MVA 2018-19¶

To download this notebook or its pdf version:

http://geometrica.saclay.inria.fr/team/Fred.Chazal/MVA2018.html

Documentation for the latest version of Gudhi:

http://gudhi.gforge.inria.fr/python/latest/

Sensor data¶

Download the data at the following address: http://geometrica.saclay.inria.fr/team/Fred.Chazal/slides/data_acc.dat, save it as a file named data_acc.dat, and load it using the pickle module:

import numpy as np
import pickle as pickle
import gudhi as gd
import matplotlib.pyplot as plt
from mpl_toolkits.mplot3d import Axes3D
from sklearn import manifold
from sklearn.ensemble import RandomForestClassifier
from sklearn.model_selection import train_test_split
from sklearn.metrics import confusion_matrix
from sklearn.cluster import KMeans

f = open("data_acc.dat","rb")
data = pickle.load(f,encoding="latin1")
f.close()
data_A = data[0]
data_B = data[1]
data_C = data[2]
label = data[3]

%matplotlib inline

The walk of 3 persons A, B and C has been recorded using the accelerometer sensor of a smartphone in their pocket, giving rise to 3 multivariate time series in $\mathbb{R}^3$: each time series represents the 3 coordinates of the acceleration of the corresponding person in a coordinate system attached to the sensor (take care that, as the smartphone was carried in a possibly different position for each person, these time series cannot be compared coordinates by coordinates).
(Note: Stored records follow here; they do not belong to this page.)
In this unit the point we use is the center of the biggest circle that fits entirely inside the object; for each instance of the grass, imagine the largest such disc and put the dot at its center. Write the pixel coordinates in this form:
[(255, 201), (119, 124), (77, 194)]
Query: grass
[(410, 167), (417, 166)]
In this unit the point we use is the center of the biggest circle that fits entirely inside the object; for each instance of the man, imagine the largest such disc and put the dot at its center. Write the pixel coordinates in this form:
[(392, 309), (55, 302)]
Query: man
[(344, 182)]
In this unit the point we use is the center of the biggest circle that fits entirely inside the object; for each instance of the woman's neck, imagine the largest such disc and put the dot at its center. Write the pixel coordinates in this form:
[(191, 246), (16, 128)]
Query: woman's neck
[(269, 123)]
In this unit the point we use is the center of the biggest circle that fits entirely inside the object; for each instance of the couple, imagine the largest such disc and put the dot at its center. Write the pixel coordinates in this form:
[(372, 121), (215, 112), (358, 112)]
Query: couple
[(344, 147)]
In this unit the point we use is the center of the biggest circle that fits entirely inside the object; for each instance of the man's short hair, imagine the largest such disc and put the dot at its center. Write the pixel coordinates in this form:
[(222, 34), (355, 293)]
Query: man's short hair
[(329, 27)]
Using a sliding window, each series has been split in a list of 100 time series made of 200 consecutive points, that are now stored in data_A, data_B and data_C.

Plot a few of the time series to get an idea of the corresponding point clouds in $\mathbb{R}^3$. For example:

data_A_sample = data_A[0]
plt.gca(projection='3d')
plt.plot(data_A_sample [:,0],data_A_sample [:,1],data_A_sample [:,2])

[<mpl_toolkits.mplot3d.art3d.Line3D at 0x21330e82860>]

Compute and plot the persistence diagrams of the Vietoris-Rips and the alpha-complex filtrations, for a few examples of the time series.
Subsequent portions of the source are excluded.